Lo studio Headway mette in evidenza come i costi diretti e indiretti della sofferenza psichica superano i 600 miliardi di euro, pari al 4 per cento del Pil europeo e che l’aggravamento è dovuto al lockdown con i diversi sistemi sanitari impegnati ad arginare questa «epidemia della mente».  E in Italia che si fa? Pare avere ragione  Teglia quando sostiene che la risposta sia stata solo farmacologica. Il rapporto Aifa dell’aprile scorso segnala che vi è stato un costante incremento (a ritmi del 3 per cento all’anno negli ultimi dieci anni) di ricorso a psicofarmaci con una spesa, nel 2023, di 729 milioni a carico del Servizio sanitario nazionale e di 533 milioni (pari al 14 per cento di tutti i farmaci acquistati) da parte dei cittadini. Il picco di consumo è tra gli adolescenti (siamo a 65 prescrizioni ogni mille). A fronte di questo disagio, nel nostro Paese ci sono 4.286 psichiatri e 2.740 psicologi che operano nelle strutture di salute mentale.

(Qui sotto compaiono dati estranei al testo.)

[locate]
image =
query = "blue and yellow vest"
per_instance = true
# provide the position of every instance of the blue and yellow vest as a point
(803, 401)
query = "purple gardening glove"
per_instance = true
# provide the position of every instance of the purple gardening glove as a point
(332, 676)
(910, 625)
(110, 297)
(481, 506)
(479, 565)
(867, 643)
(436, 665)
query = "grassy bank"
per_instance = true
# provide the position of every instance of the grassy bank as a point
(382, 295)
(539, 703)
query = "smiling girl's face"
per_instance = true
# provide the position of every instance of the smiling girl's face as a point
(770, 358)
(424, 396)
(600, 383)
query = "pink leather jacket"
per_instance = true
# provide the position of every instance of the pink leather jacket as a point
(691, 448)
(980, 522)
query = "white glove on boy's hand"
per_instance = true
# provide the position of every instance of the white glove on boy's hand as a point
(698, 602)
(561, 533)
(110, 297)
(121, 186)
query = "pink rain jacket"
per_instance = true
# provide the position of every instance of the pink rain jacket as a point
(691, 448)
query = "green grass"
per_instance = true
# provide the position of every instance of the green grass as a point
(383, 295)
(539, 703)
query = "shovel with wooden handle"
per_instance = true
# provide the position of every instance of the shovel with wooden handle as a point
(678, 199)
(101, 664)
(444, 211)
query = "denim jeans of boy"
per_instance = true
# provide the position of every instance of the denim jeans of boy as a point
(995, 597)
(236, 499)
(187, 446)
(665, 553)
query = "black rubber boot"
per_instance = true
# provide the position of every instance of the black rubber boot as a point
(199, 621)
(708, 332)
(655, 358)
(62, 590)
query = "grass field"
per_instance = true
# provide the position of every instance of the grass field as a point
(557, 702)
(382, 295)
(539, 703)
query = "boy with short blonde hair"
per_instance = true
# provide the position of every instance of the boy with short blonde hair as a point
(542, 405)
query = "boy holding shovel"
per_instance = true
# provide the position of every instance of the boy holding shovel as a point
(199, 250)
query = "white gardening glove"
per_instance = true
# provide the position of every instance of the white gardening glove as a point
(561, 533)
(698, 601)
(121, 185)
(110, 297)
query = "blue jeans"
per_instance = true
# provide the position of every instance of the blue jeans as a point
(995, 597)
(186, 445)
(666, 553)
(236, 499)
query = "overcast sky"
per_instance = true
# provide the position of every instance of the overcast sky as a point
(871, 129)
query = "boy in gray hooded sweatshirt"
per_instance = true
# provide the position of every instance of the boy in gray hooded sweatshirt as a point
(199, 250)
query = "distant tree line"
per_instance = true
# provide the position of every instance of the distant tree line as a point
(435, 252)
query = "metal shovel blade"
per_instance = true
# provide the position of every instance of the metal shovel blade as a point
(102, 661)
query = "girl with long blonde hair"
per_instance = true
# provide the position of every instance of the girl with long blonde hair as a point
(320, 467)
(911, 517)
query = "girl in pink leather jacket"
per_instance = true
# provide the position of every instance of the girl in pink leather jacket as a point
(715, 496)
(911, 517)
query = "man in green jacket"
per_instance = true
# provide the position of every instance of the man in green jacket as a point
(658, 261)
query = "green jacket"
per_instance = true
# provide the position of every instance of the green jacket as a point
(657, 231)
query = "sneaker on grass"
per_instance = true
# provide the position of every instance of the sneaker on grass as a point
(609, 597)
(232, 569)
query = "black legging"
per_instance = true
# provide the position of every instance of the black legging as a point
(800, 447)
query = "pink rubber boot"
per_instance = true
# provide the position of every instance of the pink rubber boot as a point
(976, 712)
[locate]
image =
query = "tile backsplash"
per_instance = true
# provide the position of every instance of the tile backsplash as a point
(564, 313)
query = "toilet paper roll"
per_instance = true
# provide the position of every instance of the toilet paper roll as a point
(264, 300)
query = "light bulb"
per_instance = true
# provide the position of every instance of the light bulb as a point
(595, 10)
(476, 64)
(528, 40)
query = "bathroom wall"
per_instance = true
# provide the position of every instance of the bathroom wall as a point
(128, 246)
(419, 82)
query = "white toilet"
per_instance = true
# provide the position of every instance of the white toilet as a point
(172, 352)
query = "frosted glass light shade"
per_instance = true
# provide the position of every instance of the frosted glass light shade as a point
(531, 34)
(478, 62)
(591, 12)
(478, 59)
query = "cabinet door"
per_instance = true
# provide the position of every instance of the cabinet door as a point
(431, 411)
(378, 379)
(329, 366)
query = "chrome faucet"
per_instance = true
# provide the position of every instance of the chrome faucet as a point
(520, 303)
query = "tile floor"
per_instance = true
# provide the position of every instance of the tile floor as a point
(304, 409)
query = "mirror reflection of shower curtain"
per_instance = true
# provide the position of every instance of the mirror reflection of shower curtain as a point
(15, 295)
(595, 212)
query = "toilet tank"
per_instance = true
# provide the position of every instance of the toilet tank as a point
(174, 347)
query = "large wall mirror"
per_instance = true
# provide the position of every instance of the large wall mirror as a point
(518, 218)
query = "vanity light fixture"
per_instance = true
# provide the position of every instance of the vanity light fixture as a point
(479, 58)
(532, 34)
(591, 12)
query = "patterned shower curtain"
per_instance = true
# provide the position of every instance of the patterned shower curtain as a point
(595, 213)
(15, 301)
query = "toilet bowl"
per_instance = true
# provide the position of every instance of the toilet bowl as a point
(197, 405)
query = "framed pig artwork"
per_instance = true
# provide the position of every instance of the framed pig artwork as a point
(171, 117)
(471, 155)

Un organico ampiamente insufficiente; le statistiche dicono che gli psichiatri in Italia sono poco più di 12 mila – 17 ogni centomila abitanti ben al di sotto della media europea – e che si hanno 47 dottori specialisti in più ogni mese, ma che non compensano coloro i quali lasciano la professione. 

Da qui muove Teglia per sostenere: «La legge Basaglia ha sostanzialmente fallito perché non c’è stata un’assistenza alternativa, le famiglie dei pazienti spesso sono abbandonate e gestiscono come possono il problema. Se il Tso è la spia del fallimento, la dimostrazione conclamata sono le Rems (residenze per l’esecuzione delle misure di sicurezza su cui ha competenza il ministero della Giustizia). Le hanno promosse come alternative all’ospedale psichiatrico giudiziario, erede diretto dei manicomi criminali. In realtà sono luoghi di detenzione dove il paziente-criminale è tenuto in stato di continua sedazione: l’unica via scelta per far fronte al disagio psichico è quella farmacologica».  Le Rems italiane sono 31 e ospitano 577 pazienti (144 stranieri), ma, secondo le stime della Società italiana di psichiatria (Sip), si contano «oltre 700 persone ad alta pericolosità sociale attualmente a piede libero senza contare altre 15 mila in libertà vigilata affidate ai Dipartimenti di salute mentale». La Sip in suo rapporto scrive che questa situazione deriva da «due fattori -chiave: una psichiatrizzazione dei reati, cioè la riattribuzione del mandato di custodia e controllo di persone socialmente pericolose alla psichiatria, e una criminalizzazione delle strutture psichiatriche, ormai sature di autori di reato. Occorre agire con programmi di cura differenziati, erogati in luoghi ad alta sicurezza, serve la riqualificazione delle Rems e serve l’aumento del personale dei dipartimenti di salute mentale». 

Ciò che Teglia denuncia nel suo saggio. «Ho assunto come punto di arrivo il Tso perché nel modo in cui oggi è irrogato – rapporto del medico, convalidato dal sindaco e poi attuato dal magistrato – è una sorta di automatismo giuridico-formale che tra l’altro mette insieme tre istanze diverse dello Stato, ma non affronta minimamente il problema psichiatrico: non prende in considerazione il singolo individuo, non ne valuta la condizione né gli propone una via di uscita. Io sono un ammiratore di Mario Tobino che da psichiatra e scrittore sosteneva: l’oggetto del nostro interesse è l’uomo, il paziente. Oggi è solo un numero da tenere isolato dalla società e controllato con le “goccine”». Il saggio di questo avvocato in prima linea sul fronte del diritto penale è anche un compendio letterario. Come scrive nella postfazione Daniele Cenci, presidente della Corte d’appello di Firenze: «Lo stato della legislazione in tema di disagio psichico rimane insufficiente». Ma per dirla proprio con Tobino, sottolinea Cenci: «I matti sono le ultime persone rimaste veramente libere». Filippo Teglia però constata amaramente che fallita la Basaglia e a causa di rimedi ancor più errati dopo la chiusura dei manicomi, quel 13 maggio 1978, «si è passati dall’essere chiusi in quattro mura all’essere rinchiusi nelle ombre e nelle nebbie della propria mente».